The artillery barrage of the U.S. Civil war was a revisiting of Napoleon’s tactics with lighter, more accurate, more rapidly firing weapons that resulted in horrendously increased though more efficient carnage. At the same time electricity gave the world the telegraph and Morse code, it began to be used to communicate orders, allowing a general to avoid having to be present at a battle while it was occurring.

Slightly past the mid-point of The Physics of War, Barry Parker goes into depth on the physics of ballistics. This section is more detailed than one might expect given that there is much more physics and war yet to come. Still, his explanation of “terminal ballistics,” where a projectile impacts and transfers kinetic energy to, or passes through its target (presumably the human body—though as it is expressed in such oblique language this reviewer is not quite sure), there is a surprising lack of detail. The exposition is clinical, feels awkward, and smells rotten.
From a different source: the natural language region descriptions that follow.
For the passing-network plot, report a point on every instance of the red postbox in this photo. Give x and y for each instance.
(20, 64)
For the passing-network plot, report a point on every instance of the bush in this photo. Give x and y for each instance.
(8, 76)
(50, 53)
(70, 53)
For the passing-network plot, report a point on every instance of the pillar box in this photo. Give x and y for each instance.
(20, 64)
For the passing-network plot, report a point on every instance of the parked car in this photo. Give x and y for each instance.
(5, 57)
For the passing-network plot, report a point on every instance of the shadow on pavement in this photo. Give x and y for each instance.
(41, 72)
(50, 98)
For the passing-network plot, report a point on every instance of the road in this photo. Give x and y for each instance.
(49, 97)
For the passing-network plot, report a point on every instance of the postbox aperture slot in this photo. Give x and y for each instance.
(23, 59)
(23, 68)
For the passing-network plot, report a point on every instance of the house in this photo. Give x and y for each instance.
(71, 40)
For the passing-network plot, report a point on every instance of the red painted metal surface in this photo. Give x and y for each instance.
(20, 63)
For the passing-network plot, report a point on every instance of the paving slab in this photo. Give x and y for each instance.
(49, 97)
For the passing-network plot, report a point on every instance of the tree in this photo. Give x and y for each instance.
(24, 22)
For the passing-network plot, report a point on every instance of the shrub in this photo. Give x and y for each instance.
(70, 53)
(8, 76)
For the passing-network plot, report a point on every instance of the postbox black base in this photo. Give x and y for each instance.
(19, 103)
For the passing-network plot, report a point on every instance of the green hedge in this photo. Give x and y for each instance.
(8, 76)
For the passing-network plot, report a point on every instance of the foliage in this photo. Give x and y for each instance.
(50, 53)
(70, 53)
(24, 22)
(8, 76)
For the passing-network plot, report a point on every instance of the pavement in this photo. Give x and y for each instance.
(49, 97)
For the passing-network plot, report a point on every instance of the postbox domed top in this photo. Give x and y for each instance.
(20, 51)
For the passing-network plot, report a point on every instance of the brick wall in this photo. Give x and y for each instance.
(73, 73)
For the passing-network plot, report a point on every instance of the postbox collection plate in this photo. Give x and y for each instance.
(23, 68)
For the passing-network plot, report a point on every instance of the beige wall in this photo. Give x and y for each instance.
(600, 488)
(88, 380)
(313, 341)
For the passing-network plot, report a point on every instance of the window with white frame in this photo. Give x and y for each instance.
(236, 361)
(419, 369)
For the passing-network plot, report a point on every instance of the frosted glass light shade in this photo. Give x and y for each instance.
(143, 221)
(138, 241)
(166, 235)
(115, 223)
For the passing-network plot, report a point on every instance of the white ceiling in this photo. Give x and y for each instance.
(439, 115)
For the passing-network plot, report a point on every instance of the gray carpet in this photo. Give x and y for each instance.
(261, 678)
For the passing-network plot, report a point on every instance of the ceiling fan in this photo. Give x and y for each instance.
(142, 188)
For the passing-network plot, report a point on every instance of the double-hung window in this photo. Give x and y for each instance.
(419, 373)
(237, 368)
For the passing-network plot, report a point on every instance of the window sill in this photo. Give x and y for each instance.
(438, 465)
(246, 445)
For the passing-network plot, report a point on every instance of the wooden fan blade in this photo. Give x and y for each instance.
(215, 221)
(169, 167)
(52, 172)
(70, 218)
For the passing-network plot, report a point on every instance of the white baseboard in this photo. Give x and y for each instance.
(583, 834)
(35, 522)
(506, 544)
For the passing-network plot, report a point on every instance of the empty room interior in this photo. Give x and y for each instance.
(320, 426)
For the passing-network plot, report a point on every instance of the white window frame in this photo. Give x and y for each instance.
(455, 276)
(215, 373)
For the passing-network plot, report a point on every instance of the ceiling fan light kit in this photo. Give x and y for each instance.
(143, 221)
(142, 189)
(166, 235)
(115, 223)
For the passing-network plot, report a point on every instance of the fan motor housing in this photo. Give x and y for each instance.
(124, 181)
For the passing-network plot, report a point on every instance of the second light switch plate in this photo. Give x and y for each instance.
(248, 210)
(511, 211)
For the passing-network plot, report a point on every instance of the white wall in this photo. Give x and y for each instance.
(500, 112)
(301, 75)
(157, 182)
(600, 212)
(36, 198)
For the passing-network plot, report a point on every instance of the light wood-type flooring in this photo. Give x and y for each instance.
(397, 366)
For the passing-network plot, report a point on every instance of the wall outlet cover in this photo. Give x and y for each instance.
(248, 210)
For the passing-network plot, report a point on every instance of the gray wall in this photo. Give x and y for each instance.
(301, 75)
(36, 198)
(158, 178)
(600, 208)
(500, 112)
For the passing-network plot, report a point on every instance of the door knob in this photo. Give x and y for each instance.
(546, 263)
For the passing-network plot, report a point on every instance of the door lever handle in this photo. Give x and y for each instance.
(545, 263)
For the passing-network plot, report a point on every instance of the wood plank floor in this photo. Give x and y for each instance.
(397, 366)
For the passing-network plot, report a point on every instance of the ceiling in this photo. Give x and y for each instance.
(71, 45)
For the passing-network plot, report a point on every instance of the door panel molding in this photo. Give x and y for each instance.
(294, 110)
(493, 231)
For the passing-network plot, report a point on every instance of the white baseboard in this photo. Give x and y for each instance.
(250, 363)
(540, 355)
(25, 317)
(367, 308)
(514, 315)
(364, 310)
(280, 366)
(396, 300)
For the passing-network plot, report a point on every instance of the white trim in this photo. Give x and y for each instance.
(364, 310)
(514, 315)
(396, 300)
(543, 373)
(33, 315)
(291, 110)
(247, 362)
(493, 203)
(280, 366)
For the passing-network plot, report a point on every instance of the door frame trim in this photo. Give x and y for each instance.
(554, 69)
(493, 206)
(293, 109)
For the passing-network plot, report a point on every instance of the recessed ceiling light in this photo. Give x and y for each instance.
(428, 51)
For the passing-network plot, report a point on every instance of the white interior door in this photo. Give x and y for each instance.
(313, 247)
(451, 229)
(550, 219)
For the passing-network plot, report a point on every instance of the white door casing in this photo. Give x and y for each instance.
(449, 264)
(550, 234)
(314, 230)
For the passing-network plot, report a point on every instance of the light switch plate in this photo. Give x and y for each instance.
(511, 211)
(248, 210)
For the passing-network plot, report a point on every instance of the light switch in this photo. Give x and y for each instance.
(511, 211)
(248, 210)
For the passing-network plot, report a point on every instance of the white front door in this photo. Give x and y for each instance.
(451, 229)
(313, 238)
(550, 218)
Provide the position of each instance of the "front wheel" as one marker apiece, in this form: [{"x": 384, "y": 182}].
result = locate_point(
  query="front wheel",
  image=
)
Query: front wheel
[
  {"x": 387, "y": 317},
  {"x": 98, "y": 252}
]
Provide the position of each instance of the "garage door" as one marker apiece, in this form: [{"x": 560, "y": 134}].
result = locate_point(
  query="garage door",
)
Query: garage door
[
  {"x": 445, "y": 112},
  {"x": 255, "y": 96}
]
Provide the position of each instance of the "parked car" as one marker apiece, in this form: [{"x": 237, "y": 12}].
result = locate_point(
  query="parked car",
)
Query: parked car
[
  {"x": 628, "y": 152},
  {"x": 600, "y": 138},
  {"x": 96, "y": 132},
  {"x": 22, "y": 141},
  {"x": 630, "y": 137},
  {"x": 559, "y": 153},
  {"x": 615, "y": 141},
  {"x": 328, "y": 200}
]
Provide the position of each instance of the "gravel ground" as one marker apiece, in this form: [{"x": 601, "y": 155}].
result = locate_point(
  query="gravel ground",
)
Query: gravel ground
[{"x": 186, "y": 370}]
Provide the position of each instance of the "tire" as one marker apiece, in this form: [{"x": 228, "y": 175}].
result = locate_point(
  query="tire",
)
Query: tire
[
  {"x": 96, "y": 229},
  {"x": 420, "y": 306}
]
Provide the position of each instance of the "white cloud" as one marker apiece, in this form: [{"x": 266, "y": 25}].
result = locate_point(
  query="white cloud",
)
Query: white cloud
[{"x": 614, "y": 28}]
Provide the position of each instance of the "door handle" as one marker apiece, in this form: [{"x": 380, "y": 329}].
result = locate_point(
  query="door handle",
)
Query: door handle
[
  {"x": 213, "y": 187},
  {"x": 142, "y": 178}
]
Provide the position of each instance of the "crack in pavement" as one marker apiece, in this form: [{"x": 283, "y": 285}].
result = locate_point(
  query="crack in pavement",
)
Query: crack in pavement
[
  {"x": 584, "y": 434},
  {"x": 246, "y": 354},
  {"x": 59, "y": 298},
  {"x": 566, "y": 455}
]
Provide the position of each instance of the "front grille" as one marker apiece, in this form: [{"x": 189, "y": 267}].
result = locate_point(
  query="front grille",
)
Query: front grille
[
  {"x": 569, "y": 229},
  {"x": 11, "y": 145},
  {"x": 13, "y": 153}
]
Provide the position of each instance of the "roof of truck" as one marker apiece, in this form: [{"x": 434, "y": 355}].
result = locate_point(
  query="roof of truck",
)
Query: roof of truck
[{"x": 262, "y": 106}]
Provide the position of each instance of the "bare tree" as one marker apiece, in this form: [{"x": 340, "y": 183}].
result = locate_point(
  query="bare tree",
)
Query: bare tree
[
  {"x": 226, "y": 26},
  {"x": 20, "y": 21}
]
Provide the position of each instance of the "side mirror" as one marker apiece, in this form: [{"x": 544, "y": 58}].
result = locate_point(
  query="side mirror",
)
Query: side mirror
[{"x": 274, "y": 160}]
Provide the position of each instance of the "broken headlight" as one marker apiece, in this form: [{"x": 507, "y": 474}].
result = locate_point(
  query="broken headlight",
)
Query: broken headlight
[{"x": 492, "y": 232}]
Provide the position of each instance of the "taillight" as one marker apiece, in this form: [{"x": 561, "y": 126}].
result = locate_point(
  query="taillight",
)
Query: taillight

Next up is the physics of aerodynamics. Parker gives a nod to the scientists and inventors of flight who are not always acknowledged because they are not the Wright Brothers. These luminaries of flight include George Cayley, Octave Chanute, Jacob Bernoulli, Henri Pitot, John Smeaton, and Otto Lilienthal. As to the rest of it (i.e. the war part), airplanes progress from first use to offensive weapon in ten short years. Airplanes are initially used to fly over and observe enemy lines and are unarmed but soon advance in lethality.

The weaponry of WWI includes first use of automatic machine guns, hand grenades, poison gas, tanks, bombers, flamethrowers, modern submarine technology (with airlocks, compressed air ballast tanks, periscopes, air purification, and self-propelled torpedoes), and the first use of submarine countermeasures (the hydrophone and the depth charge).

Between WWI and the atom bomb, Parker’s recounting of war is compressed and rushed as if he realized too late that the book had a page limit or was close to publication date. Parker’s history of atom bomb is more relaxed and includes biographies of atomic age luminaries, including Albert Einstein, Enrico Fermi, Otto Hahn, Lise Meitner, and Fritz Strassman, though again he avoids its human consequences.

The Physics of War is a worthy concept though incompletely thought out and unevenly executed.